Tuesday, July 27, 2010

Goriak uploaded code to the public

Goriak a Go (golang) library for the Riak database. 

Got enough time to learn enough Go to code up a basic key/value interface to Riak. It is still missing a couple of the REST API calls which I plan to implement over the next couple weeks. I figured it had enough work on it to share with the world and hopefully some one else can review my code and contribute to it. I originally looked to just contribute to another project but the only project I could find was riak.go and it didn't have as complete an implementation as I had. I was able to use a couple lines of riak.go and it really helped me implementing the Put function so I am really glad it is there. Also the author is really nice he is just going off to work on something else so I decided to create a new repository for the project.

The current API has three functions:
GetBucket - Retrieves a Bucket type which contains all kinds of information about the bucket
Get - Marshals the JSON that is returned by the request into a the interface that is passed in. 
GetCAP - Same as get but support an option for the number of nodes that need to agree before returning
Put - Unmashals the type passed in and uploads it to the server
PutCAP - Same as Put but can specify the number of nodes that need to write the json
Delete - Removes the object from the cluster
DeleteCAP - Same as above but can specify number of nodes to delete it from 

I still need to implement MapReduce, LinkWalk, Ping and ServerStatus.

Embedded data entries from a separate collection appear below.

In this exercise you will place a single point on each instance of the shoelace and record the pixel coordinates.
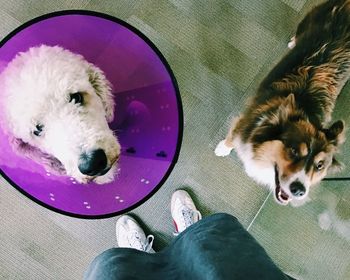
(136, 242)
(188, 218)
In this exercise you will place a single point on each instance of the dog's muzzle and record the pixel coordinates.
(93, 163)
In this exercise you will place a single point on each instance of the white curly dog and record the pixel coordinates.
(57, 107)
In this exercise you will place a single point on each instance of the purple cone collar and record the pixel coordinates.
(148, 114)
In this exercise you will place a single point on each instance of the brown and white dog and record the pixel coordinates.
(283, 138)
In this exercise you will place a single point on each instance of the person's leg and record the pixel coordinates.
(219, 248)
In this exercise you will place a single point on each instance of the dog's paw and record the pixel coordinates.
(222, 150)
(108, 177)
(292, 43)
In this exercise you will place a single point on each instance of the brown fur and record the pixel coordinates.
(286, 123)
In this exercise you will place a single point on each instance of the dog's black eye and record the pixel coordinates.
(294, 152)
(76, 97)
(320, 165)
(39, 129)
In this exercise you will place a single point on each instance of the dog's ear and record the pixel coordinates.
(335, 166)
(103, 89)
(49, 162)
(336, 133)
(289, 102)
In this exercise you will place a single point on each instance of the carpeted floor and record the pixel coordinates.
(219, 52)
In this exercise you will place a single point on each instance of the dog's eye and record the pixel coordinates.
(76, 97)
(320, 165)
(294, 152)
(38, 129)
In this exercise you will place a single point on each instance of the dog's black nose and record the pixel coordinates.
(297, 189)
(92, 163)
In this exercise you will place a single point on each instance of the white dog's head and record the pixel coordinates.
(57, 106)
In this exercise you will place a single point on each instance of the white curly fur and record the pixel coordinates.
(37, 87)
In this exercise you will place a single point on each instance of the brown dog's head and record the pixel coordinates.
(300, 153)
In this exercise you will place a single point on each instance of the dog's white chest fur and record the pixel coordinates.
(261, 173)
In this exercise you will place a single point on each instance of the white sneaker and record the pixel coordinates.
(130, 235)
(183, 211)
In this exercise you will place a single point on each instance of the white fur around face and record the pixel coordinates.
(38, 84)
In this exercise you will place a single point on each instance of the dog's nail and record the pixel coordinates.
(131, 150)
(161, 154)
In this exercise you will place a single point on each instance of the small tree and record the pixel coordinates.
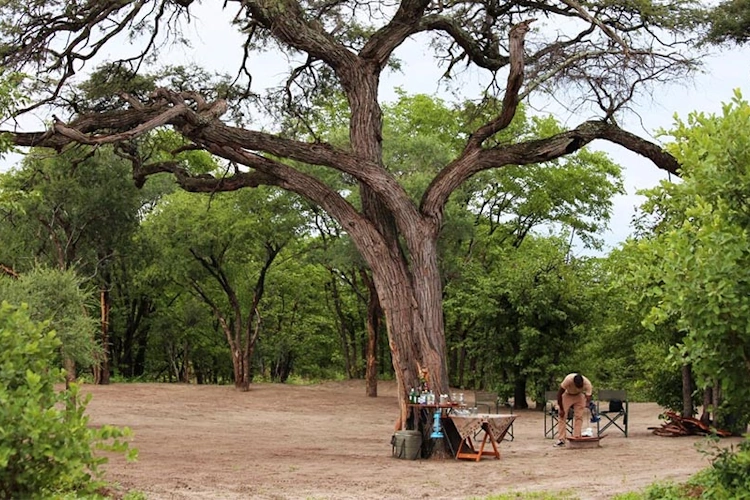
(46, 445)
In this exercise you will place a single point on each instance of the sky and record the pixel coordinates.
(216, 46)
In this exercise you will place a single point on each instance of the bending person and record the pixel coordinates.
(575, 390)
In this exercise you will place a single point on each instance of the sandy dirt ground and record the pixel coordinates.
(330, 441)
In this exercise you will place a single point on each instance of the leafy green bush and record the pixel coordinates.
(47, 448)
(729, 474)
(728, 478)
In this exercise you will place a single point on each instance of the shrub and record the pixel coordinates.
(47, 448)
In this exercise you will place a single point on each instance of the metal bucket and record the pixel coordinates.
(407, 444)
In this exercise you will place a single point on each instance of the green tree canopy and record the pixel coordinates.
(700, 243)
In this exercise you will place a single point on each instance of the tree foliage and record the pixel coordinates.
(47, 448)
(606, 54)
(730, 22)
(700, 252)
(61, 299)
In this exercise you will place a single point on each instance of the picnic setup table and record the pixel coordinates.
(460, 428)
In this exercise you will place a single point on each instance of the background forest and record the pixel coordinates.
(164, 285)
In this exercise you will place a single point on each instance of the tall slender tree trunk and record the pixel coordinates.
(374, 314)
(688, 410)
(104, 367)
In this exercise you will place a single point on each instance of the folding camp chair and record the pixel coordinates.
(491, 401)
(552, 416)
(612, 407)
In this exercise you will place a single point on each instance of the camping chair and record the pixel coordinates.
(552, 415)
(490, 401)
(612, 407)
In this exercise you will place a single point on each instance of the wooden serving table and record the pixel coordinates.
(421, 418)
(460, 430)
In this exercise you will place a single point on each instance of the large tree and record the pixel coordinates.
(602, 53)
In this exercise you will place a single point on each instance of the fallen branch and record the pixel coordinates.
(677, 425)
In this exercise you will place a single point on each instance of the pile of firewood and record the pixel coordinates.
(675, 425)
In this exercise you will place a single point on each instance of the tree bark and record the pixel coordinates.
(688, 410)
(104, 365)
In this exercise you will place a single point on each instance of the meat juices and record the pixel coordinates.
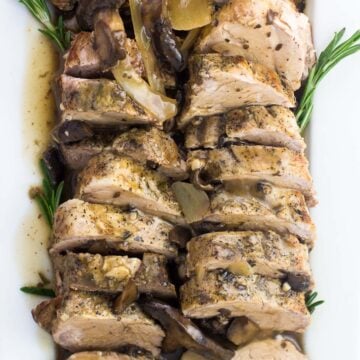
(134, 277)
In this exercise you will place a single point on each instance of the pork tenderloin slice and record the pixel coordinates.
(96, 228)
(100, 102)
(270, 32)
(253, 252)
(105, 355)
(153, 278)
(262, 125)
(261, 206)
(76, 155)
(153, 147)
(238, 163)
(64, 5)
(260, 299)
(110, 274)
(94, 272)
(86, 321)
(279, 349)
(221, 83)
(122, 181)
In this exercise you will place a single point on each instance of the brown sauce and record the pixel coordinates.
(39, 104)
(38, 119)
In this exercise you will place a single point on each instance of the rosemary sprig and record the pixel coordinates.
(49, 197)
(34, 290)
(57, 33)
(331, 56)
(310, 302)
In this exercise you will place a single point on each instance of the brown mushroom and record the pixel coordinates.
(200, 183)
(87, 9)
(107, 45)
(182, 332)
(45, 313)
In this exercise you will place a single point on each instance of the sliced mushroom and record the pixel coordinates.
(129, 295)
(45, 313)
(107, 46)
(182, 332)
(54, 167)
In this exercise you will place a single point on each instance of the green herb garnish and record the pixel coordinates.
(332, 55)
(49, 196)
(310, 302)
(56, 32)
(33, 290)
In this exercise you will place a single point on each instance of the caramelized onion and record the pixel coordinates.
(188, 15)
(138, 89)
(143, 41)
(193, 202)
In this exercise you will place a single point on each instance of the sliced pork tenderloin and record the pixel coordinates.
(95, 228)
(122, 181)
(262, 125)
(270, 32)
(261, 299)
(219, 84)
(251, 252)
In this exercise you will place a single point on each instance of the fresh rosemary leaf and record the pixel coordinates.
(309, 301)
(331, 56)
(49, 197)
(57, 33)
(33, 290)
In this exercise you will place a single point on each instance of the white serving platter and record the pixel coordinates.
(334, 151)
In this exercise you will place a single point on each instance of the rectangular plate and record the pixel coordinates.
(334, 149)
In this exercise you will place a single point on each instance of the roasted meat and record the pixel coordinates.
(153, 278)
(88, 272)
(260, 299)
(279, 349)
(241, 163)
(110, 274)
(153, 147)
(102, 355)
(270, 32)
(249, 252)
(261, 206)
(76, 155)
(86, 321)
(100, 102)
(79, 225)
(65, 5)
(119, 180)
(219, 83)
(271, 126)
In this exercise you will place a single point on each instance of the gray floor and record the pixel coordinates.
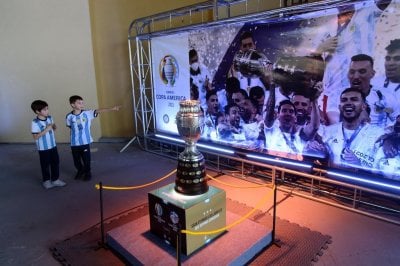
(32, 218)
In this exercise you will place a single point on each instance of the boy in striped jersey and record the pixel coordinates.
(43, 132)
(79, 121)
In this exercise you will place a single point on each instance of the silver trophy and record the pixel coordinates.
(190, 175)
(250, 63)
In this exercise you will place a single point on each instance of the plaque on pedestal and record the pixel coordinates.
(171, 211)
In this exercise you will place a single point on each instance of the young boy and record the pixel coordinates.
(43, 133)
(79, 121)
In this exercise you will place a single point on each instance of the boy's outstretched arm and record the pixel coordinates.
(102, 110)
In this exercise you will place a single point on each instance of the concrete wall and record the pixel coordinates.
(52, 49)
(45, 53)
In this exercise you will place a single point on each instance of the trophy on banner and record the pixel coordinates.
(299, 74)
(250, 63)
(169, 70)
(190, 175)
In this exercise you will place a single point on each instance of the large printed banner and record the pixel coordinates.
(321, 87)
(171, 78)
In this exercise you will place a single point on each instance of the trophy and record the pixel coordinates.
(190, 174)
(250, 63)
(298, 74)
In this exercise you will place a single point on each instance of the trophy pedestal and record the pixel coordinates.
(171, 211)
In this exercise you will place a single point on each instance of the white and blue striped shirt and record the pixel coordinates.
(80, 127)
(48, 140)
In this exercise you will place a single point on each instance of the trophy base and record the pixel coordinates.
(170, 212)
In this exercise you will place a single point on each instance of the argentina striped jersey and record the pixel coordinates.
(47, 141)
(80, 127)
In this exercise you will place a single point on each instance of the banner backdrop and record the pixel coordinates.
(321, 87)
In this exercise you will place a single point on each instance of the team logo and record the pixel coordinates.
(169, 70)
(158, 209)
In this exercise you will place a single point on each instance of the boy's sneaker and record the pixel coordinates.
(79, 175)
(47, 184)
(58, 183)
(87, 176)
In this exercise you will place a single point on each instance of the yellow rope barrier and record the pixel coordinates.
(97, 186)
(227, 184)
(261, 202)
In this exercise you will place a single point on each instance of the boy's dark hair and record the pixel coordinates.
(74, 98)
(38, 105)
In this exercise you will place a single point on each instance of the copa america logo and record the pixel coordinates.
(250, 63)
(169, 70)
(158, 209)
(174, 217)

These should come over the next couple weeks as I get time to spend on them. MapReduce being the only non trivial one.

I did start to experiment with some concurrent access patterns. The first I call BackgroundWait which can make Get or Put which return a request id. The responses are stuffed in a channel until the code calls Wait(requestId). Instead of waiting for every single request it can do many requests at the same time and just wait when required. This reduces the number of choke points. Assuming web applications do something like this:
  1. Check Authentication 
  2. Application configuration / setup that where user is not required
  3. Based on user / permissions additional data is requested
  4. Possible a second round of data based on application data
  5. Response returned
  6. Logging 
As the use of key/value and document databases increase I think this will be more important to maximize backend performance. Riak ability to scale up both for reading and writing allows for this type of access pattern similarly to memcached. I don't know of any RDMBS (maybe VoltDB?) that could handle a large number of concurrent requests since they have very constrained IO or process (thread) resources. It is a lot of fun to think about ways that increase IO distribution could mean potential new access patterns for low latency data access. 

Would be happy for any help, code review and contribution much appreciated.